I dance Old Style Jingle. It’s a healing dance that came from the Ojibwa people. I started dancing ever since I could walk. Both of my parents danced. I didn’t dance for awhile between the ages of five to eight, but one night after coming home from a powwow, where I watched the women’s Jingle category and witnessed Leah Omeasoo, Cyrina Baptiste, and Lacy Albert all gracefully dance. They all looked so beautiful and proud. I told my mom I wanted to be out there, so I can feel beautiful and proud too. My sisters stayed up all night and they made me a dress and accessories. After that, my mom and I started traveling all across Turtle Island to powwows. Sometimes sleeping in our tiny little vehicle, sometimes with just enough money in our pockets to make it home.
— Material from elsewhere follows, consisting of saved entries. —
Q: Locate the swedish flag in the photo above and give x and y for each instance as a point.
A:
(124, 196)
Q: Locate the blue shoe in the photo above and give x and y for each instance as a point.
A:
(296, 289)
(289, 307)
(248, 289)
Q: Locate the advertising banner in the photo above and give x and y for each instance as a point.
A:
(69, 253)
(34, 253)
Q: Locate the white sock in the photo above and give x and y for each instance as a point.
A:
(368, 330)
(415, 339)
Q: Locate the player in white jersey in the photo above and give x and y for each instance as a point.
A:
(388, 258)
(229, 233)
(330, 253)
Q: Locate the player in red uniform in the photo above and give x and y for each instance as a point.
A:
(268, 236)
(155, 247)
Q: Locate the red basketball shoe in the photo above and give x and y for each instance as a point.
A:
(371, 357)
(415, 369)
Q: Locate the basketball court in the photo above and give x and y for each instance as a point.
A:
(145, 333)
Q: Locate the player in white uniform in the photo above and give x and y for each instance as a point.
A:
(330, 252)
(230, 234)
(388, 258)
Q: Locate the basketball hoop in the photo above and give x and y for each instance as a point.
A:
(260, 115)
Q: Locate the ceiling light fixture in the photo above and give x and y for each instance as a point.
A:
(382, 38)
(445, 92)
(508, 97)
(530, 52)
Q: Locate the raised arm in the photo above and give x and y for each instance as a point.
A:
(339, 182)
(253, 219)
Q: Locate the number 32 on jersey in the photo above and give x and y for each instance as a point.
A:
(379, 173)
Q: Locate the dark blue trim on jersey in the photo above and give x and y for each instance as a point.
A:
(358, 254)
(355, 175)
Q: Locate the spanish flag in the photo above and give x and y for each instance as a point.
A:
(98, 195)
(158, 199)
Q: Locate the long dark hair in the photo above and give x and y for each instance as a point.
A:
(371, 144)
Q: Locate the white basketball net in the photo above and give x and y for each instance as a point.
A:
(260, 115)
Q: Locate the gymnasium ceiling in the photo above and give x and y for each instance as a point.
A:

I’ve met a lot of people whom I consider my family and lifelong friends from powwow. Powwow will always be my second home, and I will continue to dance until I can’t anymore.
8. You have amazing style, with even more amazing Indigenous regalia pieces. What does your wardrobe of regalia look like?
My wardrobe consists of ribbon skirts, dresses, beadwork, quillwork, dentalium [shells], and much more! My mom and I share a wardrobe when it comes to dressing up in cultural pieces. I love dressing up and adding an Indigenous flair to my everyday wear, because I feel it’s a way of decolonizing and Indigenizing a universal language, which is fashion. I feel most beautiful when I’m wearing a piece that is made with love and good thoughts, which they all are.
9. What’s the most special piece in your wardrobe?
That’s a hard one because I love everything so much, and it all holds a special place in my heart. But if I had to pick, it would be my dresses. My mom and I make my dresses and we have ever since I was a little girl. Every stitch is made with love and represents the connection and teachings my mom and I share.
10. What’s your favorite TikTok? And which one took the longest?
My favorite TikTok of all time would have to be the ones with my mom and my singing videos. I love the ones with my mom because my mom is my absolute rock and my best friend. I’ll cherish those moments we’ve had while making those TikToks forever, and I know that I’ll always have access to those videos, even when I’m older and have kids of my own. I love the singing ones as well because I feel like those are what really started this whole thing. I never would’ve thought in a million years that my style of singing would ever get that sort of attention, so I’m forever thankful, while knowing this is only the beginning for my music career. The video that took me the longest was my Harry Potter video, because I had to change between four different looks, and also the transitions. But it was so worth it because I love Harry Potter and it made me so excited to put my own twist to it!